## 코드 실행 전 기존 json 파일이 포함된 labels 폴더 이름을 labels_json 으로 변경 후 코드실행

1.  requirment.txt 로드 

In [None]:
import os
import subprocess

requirements_file = 'requirements.txt'

result = subprocess.run(['pip', 'install', '-r', requirements_file], capture_output=True, text=True)

print(result.stdout)
if result.returncode != 0:
    print("에러 :")
    print(result.stderr)
    
!pip3 install torch torchvision torchaudio --index-url https://download.pytorch.org/whl/cu118



2. 라이브러리 호출 

In [None]:
import os
import torch
from torch.utils.data import Dataset, DataLoader
import cv2
import json
import numpy as np
from tqdm import tqdm
from PIL import Image
import ultralytics
from ultralytics import YOLO
from albumentations import (Compose, RandomBrightnessContrast, Rotate, HorizontalFlip, VerticalFlip, Blur, RandomScale)
import matplotlib.pyplot as plt
from IPython.display import clear_output  
import time

clear_output()
ultralytics.checks()

print(f"CUDA is available: {torch.cuda.is_available()}")
device = torch.device("cuda" if torch.cuda.is_available() else "cpu")


3. YOLO 형식의 어노테이션으로 변환


##기존 json 파일이 포함된 labels 폴더 이름을 labels_json 으로 변경 후 코드실행##

In [None]:
## 기존 json 파일이 포함된 labels 폴더 이름을 labels_json 으로 변경 후 코드실행

class_map = {
    "road": 0, "sidewalk": 1, "road roughness": 2, "road boundaries": 3, "crosswalks": 4, 
    "lane": 5, "road color guide": 6, "road marking": 7, "parking": 8, "traffic sign": 9, 
    "traffic light": 10, "pole/structural object": 11, "building": 12, "tunnel": 13, 
    "bridge": 14, "pedestrian": 15, "vehicle": 16, "bicycle": 17, "motorcycle": 18, 
    "personal mobility": 19, "dynamic": 20, "vegetation": 21, "sky": 22, "static": 23
}

def normalize_polygon(polygon, image_width, image_height):
    normalized_polygon = []
    for point in polygon:
        normalized_x = point[0] / image_width
        normalized_y = point[1] / image_height
        normalized_polygon.extend([normalized_x, normalized_y])
    return normalized_polygon

def convert_annotation(json_file, output_file, image_size, image_path):
    if not os.path.exists(image_path):
        print(f"Image file not found: {image_path}. Skipping...")
        return
    
    with open(json_file, 'r') as f:
        data = json.load(f)
    annotations = data.get('Annotation', [])
    
    img = cv2.imread(image_path)
    img_height, img_width = img.shape[:2]

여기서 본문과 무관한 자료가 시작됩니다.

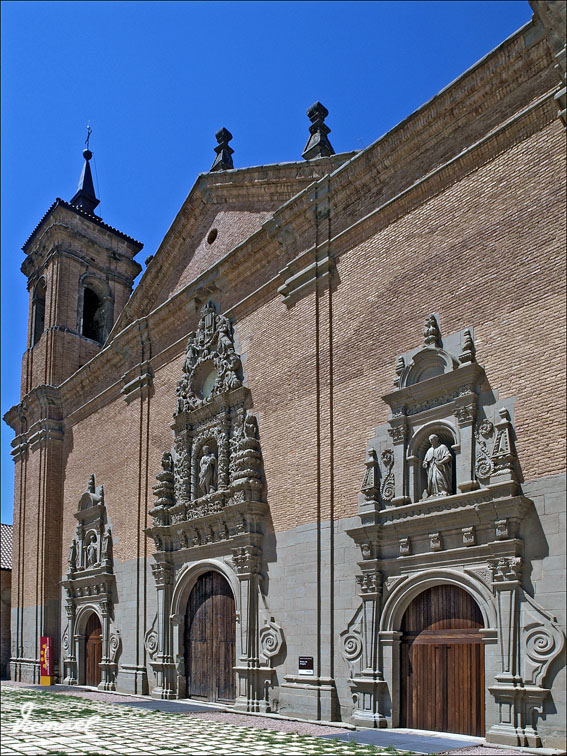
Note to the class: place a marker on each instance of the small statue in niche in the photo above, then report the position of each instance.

    for anno in annotations:
        if 'data' in anno and len(anno['data']) > 0:
            data = anno['data'][0]
            if len(data) % 2 != 0:
                continue
            class_id = class_map.get(anno['class_name'], -1)
            if class_id == -1:
                continue
            
            polygon = list(zip(data[0::2], data[1::2]))
            normalized_polygon = normalize_polygon(polygon, img_width, img_height)
            
            x_coords = data[0::2]
            y_coords = data[1::2]
            x_min, x_max = min(x_coords), max(x_coords)
            y_min, y_max = min(y_coords), max(y_coords)
            
            if x_max <= x_min or y_max <= y_min:
                print(f"Skipping {json_file}: x_min={x_min}, x_max={x_max}, y_min={y_min}, y_max={y_max}")
                continue
            
            coordinates_str = " ".join([f"{coord:.6f}" for coord in normalized_polygon])
            with open(output_file, 'a') as f_out:
                f_out.write(f"{class_id} {coordinates_str}\n")

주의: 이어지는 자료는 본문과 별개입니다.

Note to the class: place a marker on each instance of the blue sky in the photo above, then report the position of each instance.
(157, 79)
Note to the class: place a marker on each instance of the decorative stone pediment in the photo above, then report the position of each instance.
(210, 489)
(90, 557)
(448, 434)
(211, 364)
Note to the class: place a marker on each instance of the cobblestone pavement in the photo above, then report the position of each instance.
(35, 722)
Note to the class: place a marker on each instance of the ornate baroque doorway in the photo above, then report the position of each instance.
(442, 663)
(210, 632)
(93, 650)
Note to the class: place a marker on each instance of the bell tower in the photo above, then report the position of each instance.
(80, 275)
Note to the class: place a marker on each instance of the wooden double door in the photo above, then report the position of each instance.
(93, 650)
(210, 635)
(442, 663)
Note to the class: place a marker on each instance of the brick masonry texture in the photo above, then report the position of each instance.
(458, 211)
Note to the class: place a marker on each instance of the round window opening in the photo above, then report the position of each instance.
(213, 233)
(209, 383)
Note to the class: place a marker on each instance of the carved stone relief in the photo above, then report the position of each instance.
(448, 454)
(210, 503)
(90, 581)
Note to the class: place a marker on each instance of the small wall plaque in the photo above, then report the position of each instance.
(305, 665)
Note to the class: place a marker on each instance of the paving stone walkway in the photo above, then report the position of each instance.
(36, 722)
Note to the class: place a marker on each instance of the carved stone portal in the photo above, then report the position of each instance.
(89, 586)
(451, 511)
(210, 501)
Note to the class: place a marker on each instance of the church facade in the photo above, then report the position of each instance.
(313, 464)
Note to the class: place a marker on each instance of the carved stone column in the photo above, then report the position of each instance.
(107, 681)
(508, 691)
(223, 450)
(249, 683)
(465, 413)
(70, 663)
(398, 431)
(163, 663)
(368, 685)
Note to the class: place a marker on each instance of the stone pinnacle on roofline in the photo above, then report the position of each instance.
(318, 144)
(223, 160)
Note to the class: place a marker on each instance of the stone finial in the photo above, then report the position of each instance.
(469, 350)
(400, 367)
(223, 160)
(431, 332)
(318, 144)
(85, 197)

def process_directory(json_dir, output_dir, image_dir, image_size=(1920, 1200)):
    if not os.path.exists(output_dir):
        os.makedirs(output_dir)
    
    for json_file in os.listdir(json_dir):
        if json_file.endswith('.json'):
            base_name = os.path.splitext(json_file)[0]
            output_file = os.path.join(output_dir, f"{base_name}.txt")
            image_path = os.path.join(image_dir, f"{base_name}.jpg")
            convert_annotation(os.path.join(json_dir, json_file), output_file, image_size, image_path)

image_size = (1920, 1200)

## 기존 json 파일이 포함된 labels 폴더 이름을 labels_json 으로 변경 후 코드실행
val_json_dir = 'data/validation/labels_json'
val_image_dir = 'data/validation/images'
val_output_dir = 'data/validation/labels'
process_directory(val_json_dir, val_output_dir, val_image_dir, image_size=image_size)

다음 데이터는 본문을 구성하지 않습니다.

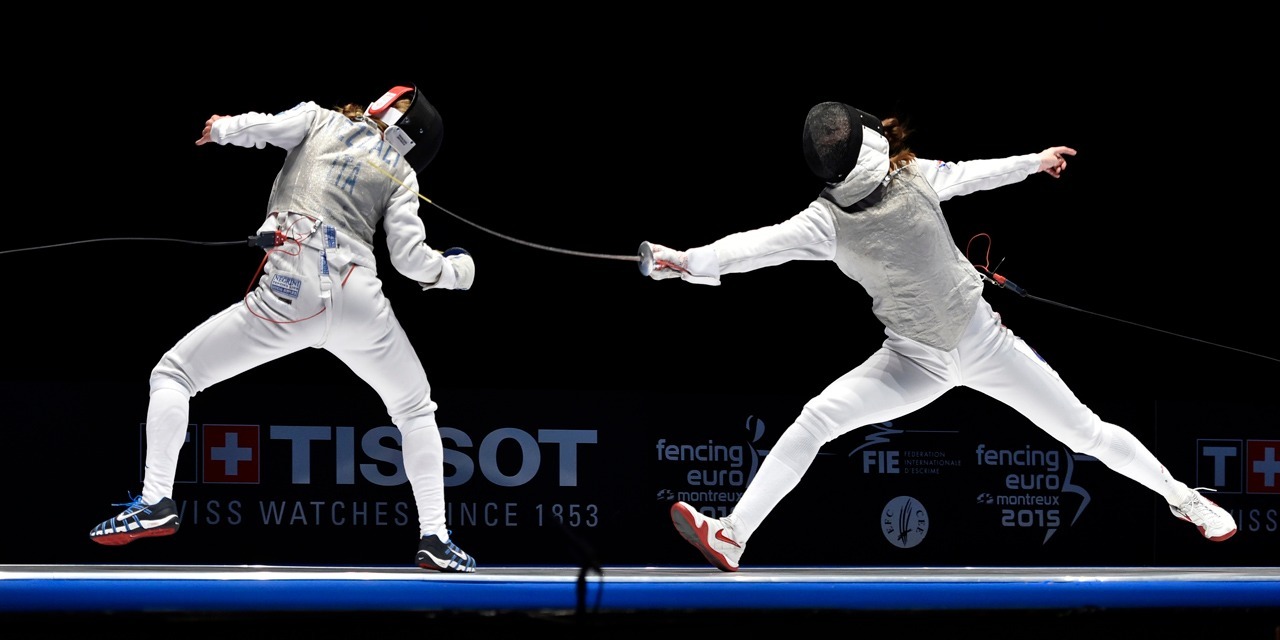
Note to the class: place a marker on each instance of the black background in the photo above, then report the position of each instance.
(1152, 254)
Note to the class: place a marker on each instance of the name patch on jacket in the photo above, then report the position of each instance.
(286, 286)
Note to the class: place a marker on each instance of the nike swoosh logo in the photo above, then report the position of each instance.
(721, 536)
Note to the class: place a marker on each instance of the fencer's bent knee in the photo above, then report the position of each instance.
(167, 375)
(416, 425)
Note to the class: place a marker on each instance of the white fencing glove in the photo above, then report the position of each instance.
(668, 263)
(464, 268)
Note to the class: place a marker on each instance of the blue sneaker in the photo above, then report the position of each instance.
(138, 520)
(438, 554)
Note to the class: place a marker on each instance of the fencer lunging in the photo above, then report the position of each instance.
(880, 220)
(320, 288)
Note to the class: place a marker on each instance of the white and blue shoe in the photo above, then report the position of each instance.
(138, 520)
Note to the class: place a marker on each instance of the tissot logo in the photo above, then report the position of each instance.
(1264, 466)
(231, 453)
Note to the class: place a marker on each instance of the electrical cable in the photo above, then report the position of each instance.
(544, 247)
(115, 240)
(1005, 283)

train_json_dir = 'data/training/labels_json'
train_image_dir = 'data/training/images'
train_output_dir = 'data/training/labels'
process_directory(train_json_dir, train_output_dir, train_image_dir, image_size=image_size)


4. test mask 파일 생성

##기존 json 파일이 포함된 labels 폴더 이름을 labels_json 으로 변경 후 코드실행##

In [9]:
def create_mask(image_size, annotations, class_labels):
    width, height = image_size
    mask = np.zeros((height, width), dtype=np.uint8)

    for annotation in annotations:
        class_name = annotation['class_name']
        polygon = annotation['data'][0]  
        
        if class_name not in class_labels:
            continue  

        class_id = class_labels[class_name]
        
        polygon = np.array(polygon).reshape((-1, 2))
        
        cv2.fillPoly(mask, [polygon.astype(np.int32)], class_id)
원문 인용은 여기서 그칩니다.